The Hare with the Amber Eyes proved popular with our Book Group. Written by Edmund de Waal, it is his family memoir tracing the history of his family, the Ephrussi, from 1871 to 2009. The Hare with the Amber Eyes is a netsuke from Japan; a small, carved ornament, worn as part of Japanese traditional dress. It was a toggle on the sash, to which an object might be attached. In his book, de Waal uses the netsuki, and the collection of which it is a part, as the thread that runs through the story, and holds it together. Really very appropriate, considering the use of a netsuki.

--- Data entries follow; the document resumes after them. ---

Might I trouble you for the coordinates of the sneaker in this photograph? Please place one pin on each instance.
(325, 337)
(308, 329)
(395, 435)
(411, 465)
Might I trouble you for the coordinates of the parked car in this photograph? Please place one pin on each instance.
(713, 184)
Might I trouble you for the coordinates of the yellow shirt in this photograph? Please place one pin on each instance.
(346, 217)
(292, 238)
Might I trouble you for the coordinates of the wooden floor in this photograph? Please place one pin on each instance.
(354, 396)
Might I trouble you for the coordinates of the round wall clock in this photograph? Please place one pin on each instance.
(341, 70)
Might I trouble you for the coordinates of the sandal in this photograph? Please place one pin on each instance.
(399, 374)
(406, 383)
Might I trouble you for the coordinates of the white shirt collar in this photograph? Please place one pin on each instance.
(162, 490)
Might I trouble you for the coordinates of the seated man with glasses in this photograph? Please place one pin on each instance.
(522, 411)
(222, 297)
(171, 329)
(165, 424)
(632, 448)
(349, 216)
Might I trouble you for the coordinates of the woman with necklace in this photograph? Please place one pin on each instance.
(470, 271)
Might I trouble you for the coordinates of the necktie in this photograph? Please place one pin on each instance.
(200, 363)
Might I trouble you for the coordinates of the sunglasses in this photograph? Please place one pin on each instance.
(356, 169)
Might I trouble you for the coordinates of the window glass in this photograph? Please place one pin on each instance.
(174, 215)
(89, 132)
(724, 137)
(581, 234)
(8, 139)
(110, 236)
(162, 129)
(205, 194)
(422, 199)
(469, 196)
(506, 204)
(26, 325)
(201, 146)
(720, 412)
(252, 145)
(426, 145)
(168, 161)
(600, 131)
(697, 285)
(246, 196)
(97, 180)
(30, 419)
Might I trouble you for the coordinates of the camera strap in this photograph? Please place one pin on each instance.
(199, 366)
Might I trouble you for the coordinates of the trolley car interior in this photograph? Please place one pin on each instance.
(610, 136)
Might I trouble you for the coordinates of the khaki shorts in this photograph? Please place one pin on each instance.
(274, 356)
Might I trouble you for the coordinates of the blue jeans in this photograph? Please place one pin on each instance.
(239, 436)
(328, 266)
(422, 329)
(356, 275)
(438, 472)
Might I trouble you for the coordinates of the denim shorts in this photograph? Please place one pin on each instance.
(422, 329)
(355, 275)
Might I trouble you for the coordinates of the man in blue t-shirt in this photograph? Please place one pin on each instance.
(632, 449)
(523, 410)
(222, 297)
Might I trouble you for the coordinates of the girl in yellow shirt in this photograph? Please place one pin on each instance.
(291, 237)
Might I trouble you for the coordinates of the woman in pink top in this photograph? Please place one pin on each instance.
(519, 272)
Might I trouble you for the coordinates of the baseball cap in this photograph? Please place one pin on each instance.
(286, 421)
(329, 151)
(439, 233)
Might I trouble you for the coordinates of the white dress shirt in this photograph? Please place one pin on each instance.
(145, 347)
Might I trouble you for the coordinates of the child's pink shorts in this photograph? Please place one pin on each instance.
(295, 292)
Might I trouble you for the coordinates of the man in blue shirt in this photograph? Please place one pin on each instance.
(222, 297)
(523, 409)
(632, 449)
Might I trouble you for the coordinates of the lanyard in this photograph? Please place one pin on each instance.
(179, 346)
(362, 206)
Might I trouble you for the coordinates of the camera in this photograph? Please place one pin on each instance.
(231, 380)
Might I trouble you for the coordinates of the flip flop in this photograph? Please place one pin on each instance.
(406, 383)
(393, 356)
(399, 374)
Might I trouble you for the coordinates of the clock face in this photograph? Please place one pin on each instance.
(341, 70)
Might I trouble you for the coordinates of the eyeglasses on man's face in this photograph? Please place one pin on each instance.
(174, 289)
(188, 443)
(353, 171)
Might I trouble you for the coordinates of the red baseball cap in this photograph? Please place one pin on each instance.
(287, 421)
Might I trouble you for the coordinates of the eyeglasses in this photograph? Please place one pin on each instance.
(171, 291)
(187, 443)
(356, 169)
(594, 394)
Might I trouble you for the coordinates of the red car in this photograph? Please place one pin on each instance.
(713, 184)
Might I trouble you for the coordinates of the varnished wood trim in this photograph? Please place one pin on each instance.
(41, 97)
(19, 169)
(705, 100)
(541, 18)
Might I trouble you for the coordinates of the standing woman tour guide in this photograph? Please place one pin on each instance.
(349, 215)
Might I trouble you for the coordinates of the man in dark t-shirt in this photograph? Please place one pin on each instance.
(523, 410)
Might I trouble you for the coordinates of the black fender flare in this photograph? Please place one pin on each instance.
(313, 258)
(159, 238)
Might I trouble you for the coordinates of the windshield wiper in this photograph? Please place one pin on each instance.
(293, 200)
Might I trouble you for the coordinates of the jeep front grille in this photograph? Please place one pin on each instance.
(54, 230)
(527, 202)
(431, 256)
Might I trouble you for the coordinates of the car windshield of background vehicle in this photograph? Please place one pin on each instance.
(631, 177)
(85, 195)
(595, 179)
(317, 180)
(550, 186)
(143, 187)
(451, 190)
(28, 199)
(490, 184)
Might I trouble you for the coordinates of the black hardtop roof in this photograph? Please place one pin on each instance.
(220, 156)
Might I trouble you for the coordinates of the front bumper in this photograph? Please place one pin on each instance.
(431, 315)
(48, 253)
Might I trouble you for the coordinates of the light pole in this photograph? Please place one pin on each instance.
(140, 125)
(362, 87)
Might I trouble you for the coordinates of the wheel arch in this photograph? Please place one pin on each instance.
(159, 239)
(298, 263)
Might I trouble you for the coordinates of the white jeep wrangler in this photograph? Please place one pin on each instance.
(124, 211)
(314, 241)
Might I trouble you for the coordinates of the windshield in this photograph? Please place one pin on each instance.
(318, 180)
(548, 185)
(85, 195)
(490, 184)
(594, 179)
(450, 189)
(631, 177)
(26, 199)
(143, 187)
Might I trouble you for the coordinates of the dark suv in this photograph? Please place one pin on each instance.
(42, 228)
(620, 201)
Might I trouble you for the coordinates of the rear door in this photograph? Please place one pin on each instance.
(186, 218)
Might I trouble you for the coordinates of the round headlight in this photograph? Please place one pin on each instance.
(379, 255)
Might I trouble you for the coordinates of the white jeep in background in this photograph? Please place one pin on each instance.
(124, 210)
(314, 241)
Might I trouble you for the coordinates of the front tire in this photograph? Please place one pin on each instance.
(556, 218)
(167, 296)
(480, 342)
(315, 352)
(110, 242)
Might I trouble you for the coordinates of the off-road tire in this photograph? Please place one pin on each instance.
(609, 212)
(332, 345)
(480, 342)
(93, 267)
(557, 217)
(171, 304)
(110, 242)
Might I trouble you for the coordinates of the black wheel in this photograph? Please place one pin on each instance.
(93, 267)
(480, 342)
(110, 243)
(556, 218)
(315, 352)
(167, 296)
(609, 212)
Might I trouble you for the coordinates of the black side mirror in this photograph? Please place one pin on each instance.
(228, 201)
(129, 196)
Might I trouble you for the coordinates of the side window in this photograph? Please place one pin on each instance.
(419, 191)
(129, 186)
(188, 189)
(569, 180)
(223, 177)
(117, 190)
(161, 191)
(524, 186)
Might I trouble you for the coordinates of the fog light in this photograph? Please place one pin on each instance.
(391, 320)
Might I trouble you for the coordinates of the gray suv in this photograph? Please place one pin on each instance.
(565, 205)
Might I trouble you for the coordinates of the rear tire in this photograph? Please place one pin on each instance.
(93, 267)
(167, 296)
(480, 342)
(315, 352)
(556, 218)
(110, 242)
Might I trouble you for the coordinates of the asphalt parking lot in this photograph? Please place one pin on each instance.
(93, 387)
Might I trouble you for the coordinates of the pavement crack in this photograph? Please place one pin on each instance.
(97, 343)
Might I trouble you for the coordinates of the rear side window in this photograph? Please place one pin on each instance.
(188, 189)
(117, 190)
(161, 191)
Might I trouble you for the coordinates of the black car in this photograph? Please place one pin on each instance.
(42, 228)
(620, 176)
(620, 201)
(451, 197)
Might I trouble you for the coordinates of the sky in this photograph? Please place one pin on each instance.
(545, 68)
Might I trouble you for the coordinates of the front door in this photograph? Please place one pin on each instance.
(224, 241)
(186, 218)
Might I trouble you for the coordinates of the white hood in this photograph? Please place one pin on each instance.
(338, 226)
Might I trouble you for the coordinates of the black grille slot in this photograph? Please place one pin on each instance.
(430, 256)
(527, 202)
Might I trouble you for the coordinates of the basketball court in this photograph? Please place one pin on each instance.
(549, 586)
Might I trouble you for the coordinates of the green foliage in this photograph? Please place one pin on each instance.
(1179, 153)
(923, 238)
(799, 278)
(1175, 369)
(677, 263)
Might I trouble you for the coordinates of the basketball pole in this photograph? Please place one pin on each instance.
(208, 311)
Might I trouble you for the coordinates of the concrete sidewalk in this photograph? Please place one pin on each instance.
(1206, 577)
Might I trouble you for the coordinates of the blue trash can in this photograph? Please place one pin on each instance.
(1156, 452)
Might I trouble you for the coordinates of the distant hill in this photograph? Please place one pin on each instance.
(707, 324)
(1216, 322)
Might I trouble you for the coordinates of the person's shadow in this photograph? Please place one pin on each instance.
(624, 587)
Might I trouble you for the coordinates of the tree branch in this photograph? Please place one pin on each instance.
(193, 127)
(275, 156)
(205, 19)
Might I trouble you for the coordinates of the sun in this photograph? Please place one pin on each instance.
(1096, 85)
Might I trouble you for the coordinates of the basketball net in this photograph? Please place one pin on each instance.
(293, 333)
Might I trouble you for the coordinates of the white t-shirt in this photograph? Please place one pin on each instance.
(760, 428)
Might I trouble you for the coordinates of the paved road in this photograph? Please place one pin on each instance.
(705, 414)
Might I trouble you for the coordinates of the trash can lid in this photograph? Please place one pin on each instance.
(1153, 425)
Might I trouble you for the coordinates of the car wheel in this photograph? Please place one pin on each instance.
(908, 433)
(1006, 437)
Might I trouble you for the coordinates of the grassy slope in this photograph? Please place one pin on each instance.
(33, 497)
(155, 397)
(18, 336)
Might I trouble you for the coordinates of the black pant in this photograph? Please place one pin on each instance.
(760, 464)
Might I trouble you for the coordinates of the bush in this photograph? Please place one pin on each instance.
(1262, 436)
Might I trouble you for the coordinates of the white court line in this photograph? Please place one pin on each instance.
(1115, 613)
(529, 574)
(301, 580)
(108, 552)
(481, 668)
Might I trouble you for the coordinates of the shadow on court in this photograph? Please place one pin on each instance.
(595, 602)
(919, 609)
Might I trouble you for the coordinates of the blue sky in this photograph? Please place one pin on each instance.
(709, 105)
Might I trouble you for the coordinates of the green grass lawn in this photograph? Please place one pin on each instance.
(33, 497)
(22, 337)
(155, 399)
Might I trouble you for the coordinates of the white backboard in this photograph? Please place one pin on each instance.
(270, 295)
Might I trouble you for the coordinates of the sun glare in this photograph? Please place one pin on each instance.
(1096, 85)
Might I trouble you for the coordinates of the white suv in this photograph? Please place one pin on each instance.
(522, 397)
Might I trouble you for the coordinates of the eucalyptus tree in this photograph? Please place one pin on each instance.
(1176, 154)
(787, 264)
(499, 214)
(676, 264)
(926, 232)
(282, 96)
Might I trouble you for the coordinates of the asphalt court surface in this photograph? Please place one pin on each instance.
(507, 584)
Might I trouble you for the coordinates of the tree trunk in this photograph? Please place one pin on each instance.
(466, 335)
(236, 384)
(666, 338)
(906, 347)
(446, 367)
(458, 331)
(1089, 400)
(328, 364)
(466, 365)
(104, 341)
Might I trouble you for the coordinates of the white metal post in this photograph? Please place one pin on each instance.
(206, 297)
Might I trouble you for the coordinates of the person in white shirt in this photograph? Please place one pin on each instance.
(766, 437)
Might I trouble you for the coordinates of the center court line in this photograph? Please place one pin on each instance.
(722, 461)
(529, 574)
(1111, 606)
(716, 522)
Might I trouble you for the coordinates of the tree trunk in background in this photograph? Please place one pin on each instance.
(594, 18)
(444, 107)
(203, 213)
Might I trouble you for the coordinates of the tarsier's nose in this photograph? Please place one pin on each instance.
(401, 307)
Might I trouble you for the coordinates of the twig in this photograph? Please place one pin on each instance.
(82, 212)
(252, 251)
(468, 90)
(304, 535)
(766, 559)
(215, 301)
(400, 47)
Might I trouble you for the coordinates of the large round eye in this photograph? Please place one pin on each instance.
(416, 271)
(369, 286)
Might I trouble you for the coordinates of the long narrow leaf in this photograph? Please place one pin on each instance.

Professor Michael Manley-Casimir, who had suggested the book, led us in an extremely interesting discussion. Everyone had enjoyed reading it. In fact, I had sat up late one evening because I couldn't put it down. We liked Edmund de Waal's writing style, and found the book easy to read. His talent for creating an environment, and bringing alive the atmosphere, was much admired. His description of Charles Ephrussi's salon in Paris, with mention of the art hanging on its walls, evoked Paris in the time of the Impressionists. As I read, I enjoyed looking up the art on my Chromebook, as it was mentioned by de Waal: Renoir; Manet; Monet; were the names ringing down through the centuries. Charles Ephrussi knew them all, and was a patron.

Palais Ephrussi, Vienna, Austria
The Ephrussi had begun their business activities as grain merchants in Odessa, in the Russian Ukraine. The family made its fortune from that hard work, and moved to Paris, France, where they became bankers and financiers. de Waal's ancestor then moved to Vienna, Austria, and built the Palace Ephrussi on the Ringstrasse. The Ringstrasse was just being built at that time, toward the end of the eighteen hundreds, and it is still there. Part of the upper echelon of Austrian society, peers of the Rothschild family, they felt they were Austrians like everyone else. During the Second World War, when Hitler aryanized the property of the Ephrussi, the family only escaped Dachau by signing away their property, including the Ephrussi Bank. No one with Jewish ancestry was exempt from Hitler and the Nazis. 

Another thing that our Group liked, was that, although this book was set in the time leading up to two world wars and during the wars, and touched on anti-semitism, it did so objectively. There was no hint of victimization or self-pity. His vivid description of what it must have been like for the Ephrussi to lose their home and possessions, made that unnecessary. The appalling facts spoke for themselves.

Michael had certainly suggested a book we all enjoyed reading. It's a brilliant book, gives lots of food for thought, and lively debate.